We have half an hour to wait for the plane. We skulk around for a while, in the environs of Gate 34. In the magazine shop we buy a copy of the
Guardian
and a copy of
Le Monde,
then go across to Costa Coffee and order two cappuccinos.

‘To go?’ the girl enquires.

‘Well, I suppose so,’ Kenneth says, looking at his watch. An aeroplane’s engines roar above our heads, and I wonder whether Jeremy Bowes is in it. ‘Seeing as we’re not staying,’ says Kenneth to the girl.

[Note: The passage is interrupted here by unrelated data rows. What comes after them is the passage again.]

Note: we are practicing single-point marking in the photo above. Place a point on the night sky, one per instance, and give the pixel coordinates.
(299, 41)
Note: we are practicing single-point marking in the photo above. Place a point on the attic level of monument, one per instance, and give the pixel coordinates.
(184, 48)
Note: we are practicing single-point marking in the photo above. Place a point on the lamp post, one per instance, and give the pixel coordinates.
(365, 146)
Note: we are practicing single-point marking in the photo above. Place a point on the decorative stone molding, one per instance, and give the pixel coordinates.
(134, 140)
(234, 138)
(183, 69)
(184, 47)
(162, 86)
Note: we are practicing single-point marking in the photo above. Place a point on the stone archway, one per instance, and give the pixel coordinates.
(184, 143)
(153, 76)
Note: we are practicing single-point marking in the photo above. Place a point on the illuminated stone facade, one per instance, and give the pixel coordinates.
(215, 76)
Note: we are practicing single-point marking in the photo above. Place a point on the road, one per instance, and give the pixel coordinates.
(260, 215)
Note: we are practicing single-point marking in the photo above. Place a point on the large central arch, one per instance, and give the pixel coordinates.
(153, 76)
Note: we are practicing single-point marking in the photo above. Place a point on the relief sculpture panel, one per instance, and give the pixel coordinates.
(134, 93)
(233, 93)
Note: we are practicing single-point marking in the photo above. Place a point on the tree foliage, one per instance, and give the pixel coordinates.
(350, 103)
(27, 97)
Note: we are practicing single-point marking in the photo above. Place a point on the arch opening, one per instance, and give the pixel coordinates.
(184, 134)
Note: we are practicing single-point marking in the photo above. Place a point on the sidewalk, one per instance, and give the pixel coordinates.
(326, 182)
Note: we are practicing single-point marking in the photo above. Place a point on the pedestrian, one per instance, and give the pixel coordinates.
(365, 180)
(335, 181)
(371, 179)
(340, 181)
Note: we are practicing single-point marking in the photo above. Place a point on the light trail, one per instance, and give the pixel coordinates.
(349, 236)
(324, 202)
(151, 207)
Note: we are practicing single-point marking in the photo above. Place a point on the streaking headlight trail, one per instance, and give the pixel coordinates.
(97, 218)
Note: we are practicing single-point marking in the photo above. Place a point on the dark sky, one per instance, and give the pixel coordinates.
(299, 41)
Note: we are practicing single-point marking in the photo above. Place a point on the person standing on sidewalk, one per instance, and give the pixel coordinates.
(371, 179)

The girl takes a marker pen and writes something on to a large polystyrene beaker. Kenneth clears his throat.

‘We
are
going to sit down though,’ he says. ‘Briefly.’

‘Not to go, then.’ The girl sighs tetchily. ‘To sit in.’ And she crosses out what she wrote on the polystyrene beaker.

We don’t really sit in, there being no ‘in’. We sit up, our legs dangling from the high, uncomfortable silver stools.

A few feet away from me a young mother is attempting to feed her baby. She is sitting on one of the preposterously elevated stools, struggling to get him into the right position. And I
remember
that too: how difficult it was, fumbling with the bra strap, with the swollen, over-large nipple and the too-small
baby-mouth.
How were you supposed to hold your baby and keep him there? There had been nobody to show me what to do. This was in the privacy of my own bedroom, my discarded Cindy dolls staring crossly down at me from the top of the wardrobe.
You can breastfeed your baby anywhere: nobody need know!
commented the helpful baby books. The 1980s were so enlightened! But I never fed my baby in public.

*

The cappuccino is strong and rather bitter. I dunk my courtesy ginger biscuit into it and add a spoonful of sugar. Kenneth opens
the
Guardian
and begins to read. Lives falling apart, lives
reconnected.

Beside us a woman is addressing her husband. ‘I told her I’ve got pastry hands,’ she is saying, taking a sip of tea, the label
hanging
down the side of her cup, ‘because they’re cold, see?’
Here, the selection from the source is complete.